Highlighting the value of cruise

Other key reasons advanced by many for the bookings bounce are value for money and the growing trend of multi-gen and family cruising.

De Vries says Mintel’s research shows 30 per cent of potential sea cruise passengers aged 16-34 “would be willing to spend £1,000 or more per adult, compared to 59 per cent of those aged 35-54 and 83 per cent of over-55s”.

“There is also a gap between what experienced cruisers and first-timers are willing to spend,” De Vries continues.

“As such, shorter cruises, cruises outside of the peak season, price offers and flexible payment options will likely be essential to attract more (younger) newcomers, while websites should make it as easy as possible to find a deal within customers’ budgets.”

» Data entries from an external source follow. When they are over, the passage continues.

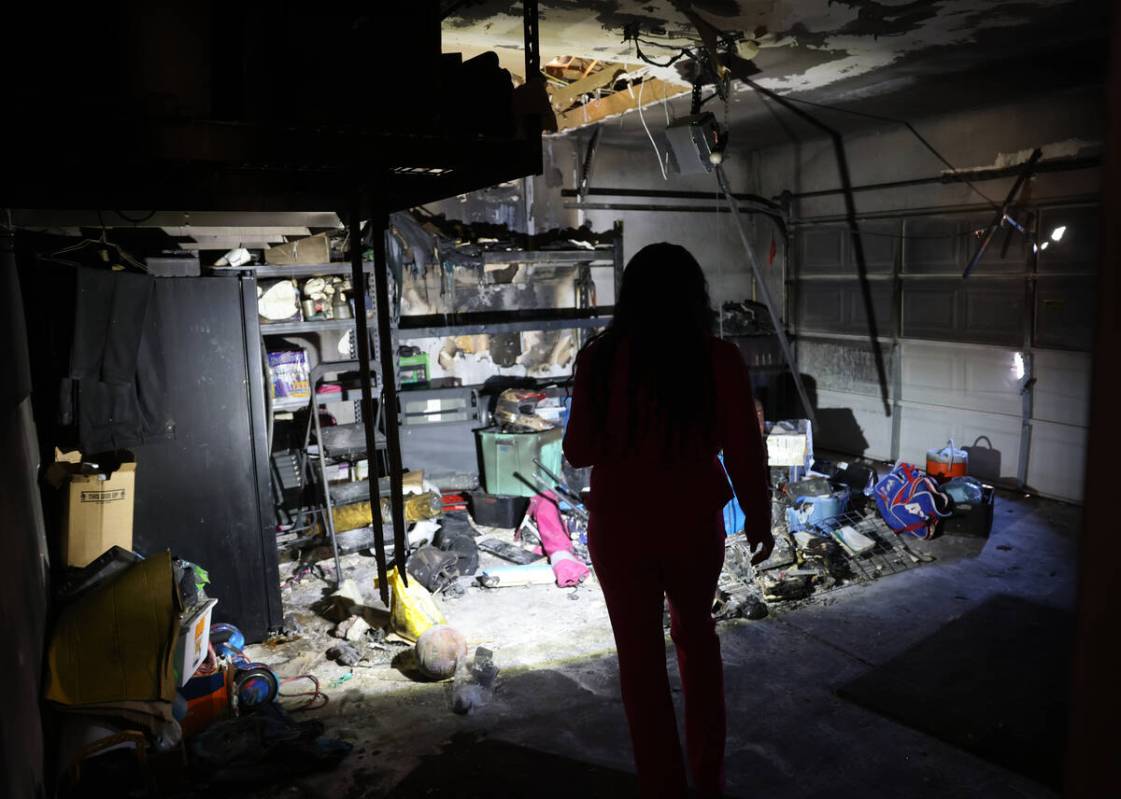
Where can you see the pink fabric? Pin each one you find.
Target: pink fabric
(555, 540)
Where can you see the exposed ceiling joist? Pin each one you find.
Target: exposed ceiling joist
(646, 92)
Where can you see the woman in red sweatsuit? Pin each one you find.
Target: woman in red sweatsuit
(656, 398)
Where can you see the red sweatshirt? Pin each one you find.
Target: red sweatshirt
(646, 476)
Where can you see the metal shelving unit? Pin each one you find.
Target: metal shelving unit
(582, 316)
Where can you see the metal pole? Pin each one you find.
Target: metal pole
(390, 407)
(362, 340)
(765, 290)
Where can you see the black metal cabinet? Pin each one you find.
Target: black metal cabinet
(205, 493)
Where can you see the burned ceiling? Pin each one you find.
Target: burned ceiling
(832, 49)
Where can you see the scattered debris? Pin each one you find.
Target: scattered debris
(475, 685)
(345, 655)
(439, 650)
(351, 629)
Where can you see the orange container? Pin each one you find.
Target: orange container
(947, 463)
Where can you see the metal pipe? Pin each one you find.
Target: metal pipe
(362, 340)
(850, 208)
(664, 194)
(1025, 173)
(946, 178)
(765, 290)
(389, 401)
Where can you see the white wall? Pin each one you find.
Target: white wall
(1017, 309)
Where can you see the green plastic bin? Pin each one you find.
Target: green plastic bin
(507, 454)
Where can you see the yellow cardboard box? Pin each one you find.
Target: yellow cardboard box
(96, 507)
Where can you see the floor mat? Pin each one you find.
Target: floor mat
(993, 683)
(471, 767)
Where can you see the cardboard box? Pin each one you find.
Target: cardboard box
(790, 444)
(192, 641)
(96, 508)
(312, 250)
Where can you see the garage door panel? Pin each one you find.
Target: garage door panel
(841, 365)
(927, 427)
(929, 310)
(1062, 390)
(992, 313)
(1056, 465)
(852, 425)
(1065, 313)
(820, 307)
(1072, 237)
(944, 244)
(821, 250)
(982, 379)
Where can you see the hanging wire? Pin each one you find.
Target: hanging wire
(649, 135)
(880, 118)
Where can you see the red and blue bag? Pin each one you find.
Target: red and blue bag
(909, 501)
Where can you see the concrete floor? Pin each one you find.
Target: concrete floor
(789, 734)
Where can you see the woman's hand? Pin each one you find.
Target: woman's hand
(761, 542)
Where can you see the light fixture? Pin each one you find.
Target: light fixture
(1018, 365)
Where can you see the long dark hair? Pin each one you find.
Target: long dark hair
(663, 323)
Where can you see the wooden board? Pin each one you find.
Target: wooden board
(652, 91)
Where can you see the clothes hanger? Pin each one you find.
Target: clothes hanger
(111, 254)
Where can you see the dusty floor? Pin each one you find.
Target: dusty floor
(789, 732)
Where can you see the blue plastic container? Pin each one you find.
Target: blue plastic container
(812, 511)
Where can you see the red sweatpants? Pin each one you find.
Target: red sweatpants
(638, 564)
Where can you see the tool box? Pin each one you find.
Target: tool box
(972, 519)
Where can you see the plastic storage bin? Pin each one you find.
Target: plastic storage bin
(812, 511)
(507, 455)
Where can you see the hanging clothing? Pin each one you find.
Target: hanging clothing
(95, 336)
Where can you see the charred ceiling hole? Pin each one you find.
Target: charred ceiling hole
(721, 8)
(785, 62)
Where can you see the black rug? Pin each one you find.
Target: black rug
(472, 767)
(993, 683)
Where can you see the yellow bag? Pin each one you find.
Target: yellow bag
(411, 610)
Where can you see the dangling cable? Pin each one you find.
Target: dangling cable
(765, 290)
(647, 128)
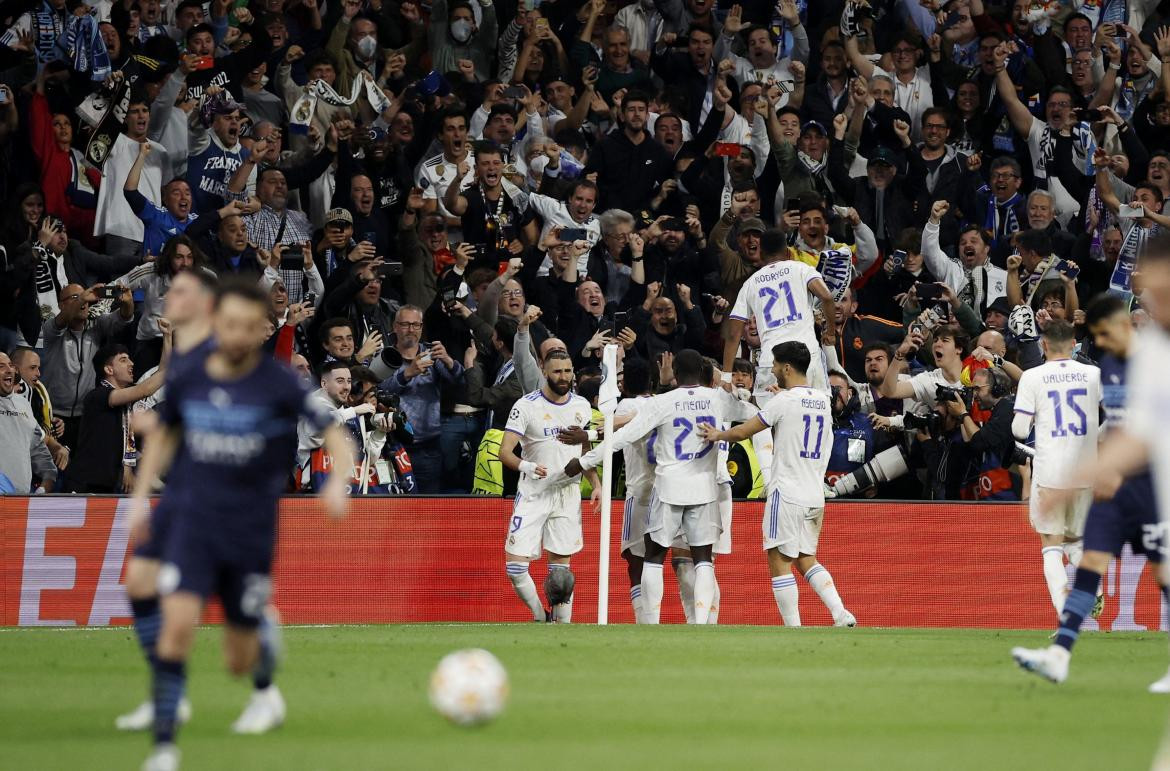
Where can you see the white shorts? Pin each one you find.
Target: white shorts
(817, 374)
(699, 524)
(792, 529)
(633, 527)
(551, 520)
(1065, 518)
(723, 545)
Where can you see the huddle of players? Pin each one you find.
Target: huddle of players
(225, 436)
(675, 445)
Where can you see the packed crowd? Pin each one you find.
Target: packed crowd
(435, 197)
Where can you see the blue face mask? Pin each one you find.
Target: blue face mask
(461, 29)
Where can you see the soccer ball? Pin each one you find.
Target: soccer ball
(469, 687)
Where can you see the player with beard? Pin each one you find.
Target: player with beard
(1128, 515)
(188, 307)
(546, 513)
(226, 432)
(802, 424)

Harmer pinpoints how CLIA’s findings show “27 per cent of those who sailed for two or more nights in the last 12 months travelled in a party consisting of three or more generations”, while Kings-Hodkin highlights: “It’s important to focus on the incredible value cruise offers to guests, whether that is the ease and convenience of planning or world-class entertainment on board.”

AmaWaterways river cruise
AmaWaterways MD Jamie Loizou says river is a “good stepping-stone into cruising”

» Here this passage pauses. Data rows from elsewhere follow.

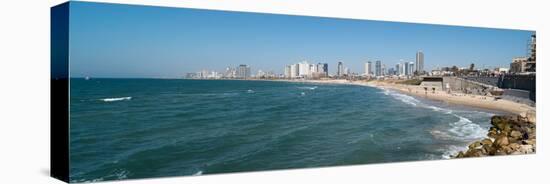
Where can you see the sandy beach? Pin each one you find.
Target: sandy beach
(459, 98)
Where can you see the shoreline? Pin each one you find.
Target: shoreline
(458, 98)
(478, 101)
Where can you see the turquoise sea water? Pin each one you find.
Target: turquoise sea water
(138, 128)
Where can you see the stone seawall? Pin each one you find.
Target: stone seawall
(509, 135)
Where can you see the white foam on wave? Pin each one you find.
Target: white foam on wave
(463, 130)
(402, 97)
(198, 173)
(308, 87)
(116, 99)
(466, 129)
(451, 151)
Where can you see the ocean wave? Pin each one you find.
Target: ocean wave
(402, 97)
(462, 130)
(198, 173)
(451, 150)
(308, 87)
(116, 99)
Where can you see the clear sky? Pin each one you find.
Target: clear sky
(110, 40)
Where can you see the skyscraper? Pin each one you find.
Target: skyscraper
(322, 69)
(243, 71)
(287, 71)
(409, 68)
(419, 62)
(378, 69)
(398, 69)
(368, 68)
(340, 71)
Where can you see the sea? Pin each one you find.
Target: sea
(141, 128)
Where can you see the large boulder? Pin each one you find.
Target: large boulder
(501, 141)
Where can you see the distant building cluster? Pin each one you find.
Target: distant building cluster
(524, 65)
(528, 63)
(306, 70)
(240, 72)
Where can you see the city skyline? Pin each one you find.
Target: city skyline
(159, 42)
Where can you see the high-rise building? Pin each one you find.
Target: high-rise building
(287, 71)
(378, 68)
(243, 71)
(397, 68)
(411, 68)
(340, 71)
(304, 69)
(419, 63)
(407, 68)
(294, 70)
(368, 68)
(322, 69)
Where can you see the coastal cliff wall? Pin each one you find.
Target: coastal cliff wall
(509, 135)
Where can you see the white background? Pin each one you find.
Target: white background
(24, 90)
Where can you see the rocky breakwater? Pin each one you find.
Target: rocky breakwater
(509, 135)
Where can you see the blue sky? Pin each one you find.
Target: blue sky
(113, 40)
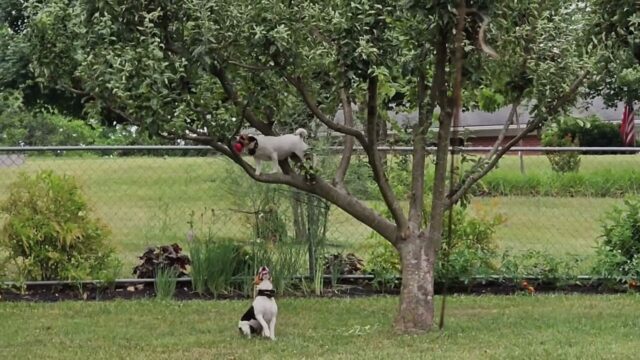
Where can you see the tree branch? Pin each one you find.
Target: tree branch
(438, 201)
(348, 141)
(344, 201)
(300, 86)
(374, 156)
(229, 89)
(425, 118)
(473, 178)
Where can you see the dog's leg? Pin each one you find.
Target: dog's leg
(258, 167)
(276, 166)
(272, 328)
(265, 326)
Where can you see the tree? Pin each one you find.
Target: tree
(614, 29)
(203, 69)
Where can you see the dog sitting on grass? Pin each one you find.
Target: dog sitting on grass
(260, 318)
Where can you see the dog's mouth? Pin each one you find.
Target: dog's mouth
(238, 147)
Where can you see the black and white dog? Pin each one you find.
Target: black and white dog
(272, 148)
(260, 318)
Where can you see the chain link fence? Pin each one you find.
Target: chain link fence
(163, 195)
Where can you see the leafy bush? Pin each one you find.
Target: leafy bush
(619, 251)
(42, 127)
(49, 232)
(538, 264)
(556, 136)
(163, 257)
(165, 282)
(214, 264)
(471, 249)
(348, 264)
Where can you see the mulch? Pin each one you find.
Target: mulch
(133, 291)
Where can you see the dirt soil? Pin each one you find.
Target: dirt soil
(132, 291)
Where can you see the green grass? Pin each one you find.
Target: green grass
(556, 225)
(599, 176)
(148, 201)
(485, 327)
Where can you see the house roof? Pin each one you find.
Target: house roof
(478, 119)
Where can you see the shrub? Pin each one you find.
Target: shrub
(49, 232)
(384, 264)
(619, 250)
(348, 264)
(162, 257)
(468, 253)
(556, 135)
(538, 264)
(470, 250)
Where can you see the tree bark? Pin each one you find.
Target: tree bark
(416, 312)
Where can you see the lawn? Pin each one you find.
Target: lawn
(150, 201)
(484, 327)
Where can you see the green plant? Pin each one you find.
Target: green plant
(540, 265)
(318, 281)
(49, 232)
(383, 263)
(214, 264)
(165, 282)
(471, 250)
(618, 253)
(288, 260)
(166, 256)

Predictions for the future

As for what the remainder of this year and beyond will bring, there is little let up in the positivity.

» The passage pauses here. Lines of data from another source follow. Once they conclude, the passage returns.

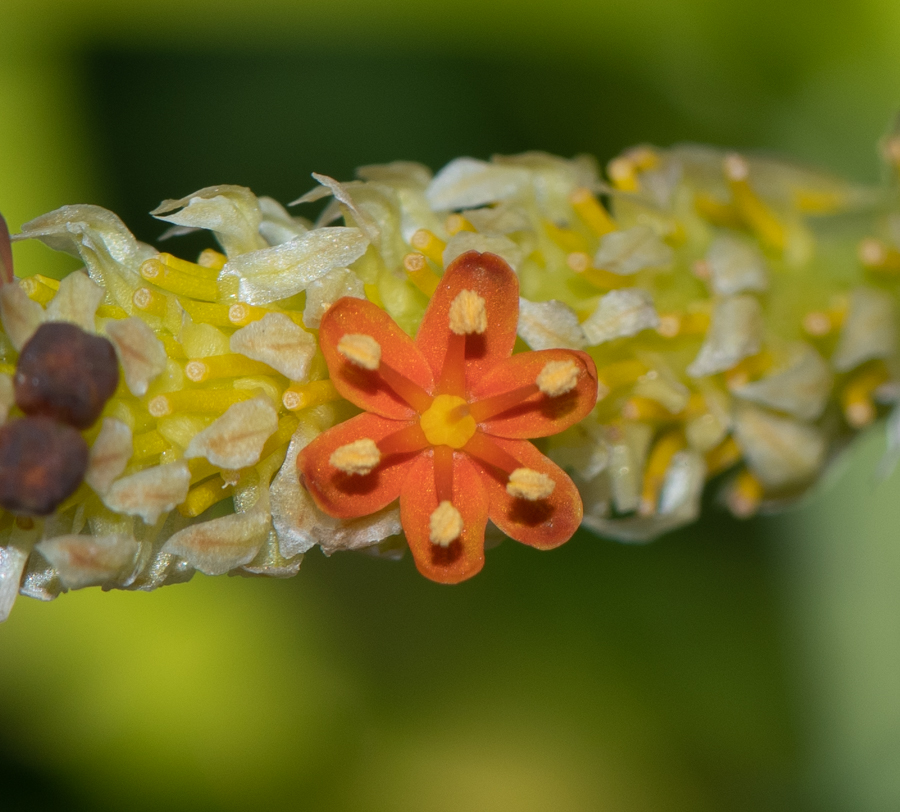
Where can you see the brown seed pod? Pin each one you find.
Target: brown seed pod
(42, 462)
(66, 373)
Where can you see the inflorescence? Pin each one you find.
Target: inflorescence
(695, 317)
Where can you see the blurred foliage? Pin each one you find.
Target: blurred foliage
(698, 673)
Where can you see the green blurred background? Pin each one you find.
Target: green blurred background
(729, 666)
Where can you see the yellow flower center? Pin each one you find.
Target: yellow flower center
(448, 422)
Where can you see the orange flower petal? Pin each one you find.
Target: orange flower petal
(348, 496)
(538, 415)
(545, 523)
(464, 557)
(490, 277)
(363, 387)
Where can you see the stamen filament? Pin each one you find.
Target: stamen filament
(443, 473)
(589, 209)
(181, 284)
(487, 408)
(480, 447)
(190, 268)
(231, 365)
(665, 448)
(204, 496)
(430, 245)
(303, 395)
(404, 441)
(203, 401)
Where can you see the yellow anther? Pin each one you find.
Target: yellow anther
(456, 223)
(618, 374)
(420, 274)
(212, 259)
(150, 301)
(448, 422)
(723, 456)
(190, 268)
(181, 284)
(202, 401)
(856, 396)
(876, 256)
(445, 524)
(149, 444)
(360, 349)
(558, 377)
(592, 212)
(38, 288)
(360, 457)
(468, 313)
(565, 238)
(303, 395)
(111, 312)
(231, 365)
(583, 265)
(744, 495)
(430, 245)
(664, 449)
(526, 483)
(757, 216)
(204, 496)
(748, 369)
(207, 313)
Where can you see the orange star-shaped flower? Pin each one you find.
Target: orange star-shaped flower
(447, 421)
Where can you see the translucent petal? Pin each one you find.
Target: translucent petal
(324, 292)
(736, 265)
(549, 325)
(620, 313)
(780, 451)
(232, 213)
(869, 331)
(236, 439)
(277, 341)
(629, 251)
(141, 353)
(82, 561)
(277, 273)
(109, 454)
(801, 387)
(465, 241)
(735, 333)
(76, 301)
(466, 183)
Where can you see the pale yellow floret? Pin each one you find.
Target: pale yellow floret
(558, 377)
(360, 349)
(445, 525)
(359, 457)
(468, 313)
(525, 483)
(430, 245)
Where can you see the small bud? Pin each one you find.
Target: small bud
(42, 462)
(66, 373)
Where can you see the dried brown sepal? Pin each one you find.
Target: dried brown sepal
(42, 462)
(66, 373)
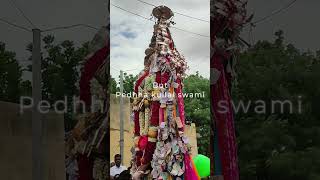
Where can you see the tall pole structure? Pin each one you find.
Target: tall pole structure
(121, 118)
(37, 173)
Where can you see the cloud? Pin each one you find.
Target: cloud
(128, 34)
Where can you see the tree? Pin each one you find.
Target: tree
(278, 145)
(12, 85)
(198, 109)
(61, 66)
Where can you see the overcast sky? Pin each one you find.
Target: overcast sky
(131, 35)
(50, 13)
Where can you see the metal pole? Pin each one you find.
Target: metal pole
(121, 117)
(36, 116)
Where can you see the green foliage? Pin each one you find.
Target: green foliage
(128, 82)
(198, 109)
(61, 65)
(277, 145)
(12, 85)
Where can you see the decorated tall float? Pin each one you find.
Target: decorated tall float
(86, 144)
(162, 150)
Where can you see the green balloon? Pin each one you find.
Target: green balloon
(202, 164)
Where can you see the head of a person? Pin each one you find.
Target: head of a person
(117, 160)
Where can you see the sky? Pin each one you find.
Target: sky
(131, 35)
(47, 14)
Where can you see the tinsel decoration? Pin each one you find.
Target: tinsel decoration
(160, 111)
(228, 17)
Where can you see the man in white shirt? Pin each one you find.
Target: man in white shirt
(117, 169)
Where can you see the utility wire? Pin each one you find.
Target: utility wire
(15, 25)
(69, 27)
(22, 13)
(154, 21)
(177, 12)
(286, 7)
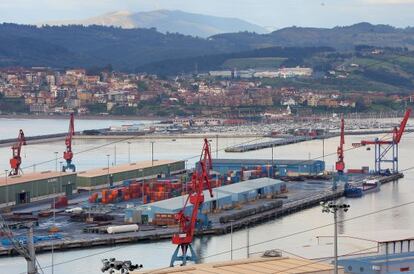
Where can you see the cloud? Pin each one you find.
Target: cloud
(388, 2)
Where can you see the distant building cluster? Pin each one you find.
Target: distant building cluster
(252, 73)
(45, 90)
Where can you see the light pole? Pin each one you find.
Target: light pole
(56, 153)
(323, 148)
(152, 153)
(332, 207)
(115, 155)
(107, 157)
(7, 188)
(217, 146)
(231, 240)
(248, 240)
(129, 152)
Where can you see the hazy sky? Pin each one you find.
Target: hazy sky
(277, 13)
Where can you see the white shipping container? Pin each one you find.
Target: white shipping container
(122, 229)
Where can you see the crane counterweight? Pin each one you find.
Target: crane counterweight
(16, 160)
(68, 154)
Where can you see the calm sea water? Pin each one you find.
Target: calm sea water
(154, 255)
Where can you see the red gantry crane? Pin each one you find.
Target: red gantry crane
(340, 164)
(386, 151)
(16, 161)
(187, 224)
(68, 154)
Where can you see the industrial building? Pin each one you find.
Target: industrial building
(24, 188)
(100, 177)
(395, 254)
(282, 167)
(280, 265)
(381, 264)
(224, 197)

Speaking to Cruise Trade News in May, Royal Caribbean vice-president for Europe, the Middle East and Africa Ben Bouldin, and CLIA chair, said: “As the world normalises, I am optimistic that, once we get data for 2023 and 2024, the cruise industry will surpass previous highs of 2.1 million.”

Sticking with Royal Caribbean, Kings-Hodkin states: “Based on Royal Caribbean’s record-breaking and extended wave period, we’re confident that 2023 will be a year of growth for the industry.

“The percentage of our guests who are either new-to-brand or new-to-cruise has surpassed 2019 levels, which is an incredibly positive sign.”

She does, however, sound a word of warning: “The last few years have taught us that nothing is certain anymore.

“As an industry, we need to remain adaptable to situations around the world while offering guests as much of a sense of certainty as we possibly can.”

Harmer believes that a “key barrier” is convincing people to take “the leap”, adding: “We know when they do, they will come back. So, we are challenged by them trying a cruise now and not deferring that decision for ‘another time’.”

Loizou argues that this is where river cruise has a part to play. “While new to cruise clients may feel daunted by the sheer scale of many ocean cruise ships, a small ship travelling close to land feels a good stepping-stone into cruising,” he says.

Another important aspect is the agent/cruise line relationship. Cruise Circle MD Jason Daniels says: “They are vital. Let’s be honest, without each other things would look grim on both sides, however we should never take each other’s support for granted.

“Our most successful partnerships with cruise lines are built on open, honest and mutually respectful relationships that are focused on longevity, not quick wins.”

Such longevity will be fundamental to cruise reaching, and then surpassing, 2019 levels.